President Biden said 90% of Americans who wanted to leave Afghanistan were able to do so, and the United States remained committed to helping the remaining 100 to 200 US citizens who had some intention to leave.
“The bottom line is 90% of Americans who were in Afghanistan and wanted to leave were able to leave,” he said. “For those remaining Americans there is no deadline. We remain committed to get them out if they want to come out.”
He said US Secretary of State Antony Blinken was leading continued diplomatic efforts to ensure safe passage for any American, Afghan partner or foreign national who wanted to leave Afghanistan after the August 15 takeover by the Islamist Taliban.
Biden said the international community would hold Taliban leaders accountable for their promise to permit freedom of travel.

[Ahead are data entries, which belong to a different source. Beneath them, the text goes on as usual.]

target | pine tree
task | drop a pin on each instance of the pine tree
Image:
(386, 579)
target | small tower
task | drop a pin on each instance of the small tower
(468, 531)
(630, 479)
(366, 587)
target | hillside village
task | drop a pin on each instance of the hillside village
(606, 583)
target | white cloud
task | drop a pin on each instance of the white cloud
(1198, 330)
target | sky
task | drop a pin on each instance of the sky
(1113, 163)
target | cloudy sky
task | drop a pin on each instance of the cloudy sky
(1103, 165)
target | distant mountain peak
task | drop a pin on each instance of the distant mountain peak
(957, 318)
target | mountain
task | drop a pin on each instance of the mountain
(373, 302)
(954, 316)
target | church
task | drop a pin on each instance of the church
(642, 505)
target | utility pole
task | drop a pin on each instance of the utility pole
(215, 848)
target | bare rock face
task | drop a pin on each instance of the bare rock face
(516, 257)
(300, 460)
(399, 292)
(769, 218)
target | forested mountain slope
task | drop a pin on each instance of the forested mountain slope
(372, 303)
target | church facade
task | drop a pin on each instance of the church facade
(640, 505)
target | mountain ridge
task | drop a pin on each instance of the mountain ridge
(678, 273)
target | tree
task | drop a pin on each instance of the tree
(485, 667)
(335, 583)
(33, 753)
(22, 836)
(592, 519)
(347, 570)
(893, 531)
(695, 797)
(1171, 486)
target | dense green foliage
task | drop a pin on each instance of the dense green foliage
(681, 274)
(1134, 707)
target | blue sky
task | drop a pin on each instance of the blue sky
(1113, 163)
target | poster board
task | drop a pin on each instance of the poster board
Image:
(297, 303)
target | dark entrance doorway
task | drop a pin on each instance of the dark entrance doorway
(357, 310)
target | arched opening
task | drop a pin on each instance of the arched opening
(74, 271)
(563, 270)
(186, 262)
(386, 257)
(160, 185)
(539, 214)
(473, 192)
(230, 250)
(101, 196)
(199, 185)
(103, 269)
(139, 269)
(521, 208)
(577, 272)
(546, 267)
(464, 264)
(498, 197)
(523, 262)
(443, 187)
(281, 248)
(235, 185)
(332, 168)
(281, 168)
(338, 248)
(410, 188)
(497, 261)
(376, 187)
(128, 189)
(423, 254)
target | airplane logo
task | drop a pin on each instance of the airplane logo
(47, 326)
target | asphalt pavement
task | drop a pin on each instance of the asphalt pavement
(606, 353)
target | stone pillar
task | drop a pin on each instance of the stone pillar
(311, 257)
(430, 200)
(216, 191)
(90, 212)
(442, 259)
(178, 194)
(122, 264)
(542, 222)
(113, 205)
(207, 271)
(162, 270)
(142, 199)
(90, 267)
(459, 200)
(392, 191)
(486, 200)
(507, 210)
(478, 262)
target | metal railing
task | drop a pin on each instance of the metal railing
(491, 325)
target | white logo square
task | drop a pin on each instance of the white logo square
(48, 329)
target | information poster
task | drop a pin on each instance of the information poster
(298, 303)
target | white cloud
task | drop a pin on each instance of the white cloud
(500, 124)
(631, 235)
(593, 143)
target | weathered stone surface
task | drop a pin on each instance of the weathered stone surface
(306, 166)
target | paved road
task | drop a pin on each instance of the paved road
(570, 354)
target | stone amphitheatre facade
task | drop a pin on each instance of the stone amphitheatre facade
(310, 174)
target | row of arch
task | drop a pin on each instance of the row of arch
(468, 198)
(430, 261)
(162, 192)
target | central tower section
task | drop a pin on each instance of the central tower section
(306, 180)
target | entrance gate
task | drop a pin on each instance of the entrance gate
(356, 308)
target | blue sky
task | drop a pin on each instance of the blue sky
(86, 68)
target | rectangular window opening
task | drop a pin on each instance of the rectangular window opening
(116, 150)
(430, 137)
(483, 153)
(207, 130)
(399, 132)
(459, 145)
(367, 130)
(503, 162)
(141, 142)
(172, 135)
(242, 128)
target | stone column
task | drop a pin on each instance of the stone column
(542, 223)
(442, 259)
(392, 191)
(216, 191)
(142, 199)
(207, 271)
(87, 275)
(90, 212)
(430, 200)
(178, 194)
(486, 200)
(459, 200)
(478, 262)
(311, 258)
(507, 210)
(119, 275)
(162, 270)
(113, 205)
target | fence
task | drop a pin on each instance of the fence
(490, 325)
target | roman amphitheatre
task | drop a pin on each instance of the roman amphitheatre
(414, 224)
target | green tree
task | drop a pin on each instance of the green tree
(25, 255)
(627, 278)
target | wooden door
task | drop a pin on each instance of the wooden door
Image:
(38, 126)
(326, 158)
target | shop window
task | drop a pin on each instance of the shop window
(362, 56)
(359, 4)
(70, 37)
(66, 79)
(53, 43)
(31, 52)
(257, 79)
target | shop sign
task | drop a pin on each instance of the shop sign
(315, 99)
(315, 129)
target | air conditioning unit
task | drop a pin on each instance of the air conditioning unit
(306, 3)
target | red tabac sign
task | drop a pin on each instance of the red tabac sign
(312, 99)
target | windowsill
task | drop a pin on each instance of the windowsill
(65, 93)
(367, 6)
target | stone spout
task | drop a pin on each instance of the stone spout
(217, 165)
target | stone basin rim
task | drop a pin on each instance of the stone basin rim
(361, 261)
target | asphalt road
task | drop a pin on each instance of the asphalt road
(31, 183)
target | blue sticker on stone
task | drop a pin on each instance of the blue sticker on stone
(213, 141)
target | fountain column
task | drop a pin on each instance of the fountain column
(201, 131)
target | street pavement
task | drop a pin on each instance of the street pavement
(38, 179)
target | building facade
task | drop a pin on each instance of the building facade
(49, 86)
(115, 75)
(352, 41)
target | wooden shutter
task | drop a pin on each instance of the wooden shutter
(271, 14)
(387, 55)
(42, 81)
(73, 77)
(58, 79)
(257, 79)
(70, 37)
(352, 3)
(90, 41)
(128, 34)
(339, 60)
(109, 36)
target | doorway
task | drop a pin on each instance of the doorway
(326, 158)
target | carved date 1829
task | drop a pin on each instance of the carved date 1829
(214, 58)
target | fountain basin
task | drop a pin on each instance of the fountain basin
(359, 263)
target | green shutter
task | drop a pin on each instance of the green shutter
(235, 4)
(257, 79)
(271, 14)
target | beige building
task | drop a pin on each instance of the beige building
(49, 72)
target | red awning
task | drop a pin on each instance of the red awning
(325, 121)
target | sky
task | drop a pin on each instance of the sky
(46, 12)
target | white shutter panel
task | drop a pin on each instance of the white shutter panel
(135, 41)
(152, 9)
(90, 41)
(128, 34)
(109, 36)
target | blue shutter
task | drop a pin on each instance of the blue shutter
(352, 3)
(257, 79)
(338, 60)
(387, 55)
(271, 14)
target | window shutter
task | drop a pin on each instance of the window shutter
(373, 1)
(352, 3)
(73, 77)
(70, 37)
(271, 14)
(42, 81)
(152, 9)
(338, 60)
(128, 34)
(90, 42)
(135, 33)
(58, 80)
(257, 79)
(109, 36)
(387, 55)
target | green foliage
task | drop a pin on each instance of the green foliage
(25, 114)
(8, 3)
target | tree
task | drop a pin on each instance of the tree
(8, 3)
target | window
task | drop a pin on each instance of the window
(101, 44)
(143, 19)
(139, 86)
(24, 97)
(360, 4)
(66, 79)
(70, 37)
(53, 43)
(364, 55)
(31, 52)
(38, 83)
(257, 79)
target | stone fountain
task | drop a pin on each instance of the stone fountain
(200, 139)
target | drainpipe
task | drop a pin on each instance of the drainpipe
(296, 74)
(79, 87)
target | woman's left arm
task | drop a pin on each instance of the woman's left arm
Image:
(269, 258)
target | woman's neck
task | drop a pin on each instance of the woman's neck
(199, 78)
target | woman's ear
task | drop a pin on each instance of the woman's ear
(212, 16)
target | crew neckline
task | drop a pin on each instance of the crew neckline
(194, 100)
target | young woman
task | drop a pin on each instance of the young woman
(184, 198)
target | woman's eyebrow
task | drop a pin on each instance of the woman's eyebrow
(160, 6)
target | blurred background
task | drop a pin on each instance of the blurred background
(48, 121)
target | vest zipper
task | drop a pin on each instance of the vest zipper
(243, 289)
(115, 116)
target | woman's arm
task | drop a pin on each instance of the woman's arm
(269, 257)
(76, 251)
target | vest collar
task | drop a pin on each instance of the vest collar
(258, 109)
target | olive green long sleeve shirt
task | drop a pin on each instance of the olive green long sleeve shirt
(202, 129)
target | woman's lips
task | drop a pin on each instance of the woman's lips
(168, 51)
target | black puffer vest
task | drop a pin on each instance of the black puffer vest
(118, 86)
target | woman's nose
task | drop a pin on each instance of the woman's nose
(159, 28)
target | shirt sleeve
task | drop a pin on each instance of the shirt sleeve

“The Taliban has made public commitments, broadcast on television and radio across Afghanistan, on safe passage for anyone wanting to leave, including those who worked alongside Americans,” he said.
“We don’t take them by their word alone, but by their actions, and we have leverage to make sure those commitments are met.”
Biden said the US government had reached out 19 times to Americans in Afghanistan since March, offering to help them leave the country.
After the US military-led evacuations began 17 days ago, US officials reached out again and identified around 5,000 Americans who had decided earlier to stay, but now wanted to leave, he said.
In the end, the president said, more than 5,500 Americans were evacuated, along with thousands of citizens and diplomats from allied countries, as well as 2,500 locally employed staff at the U.S. embassy and their families, and thousands of Afghan translators and interpreters and others who supported the United States.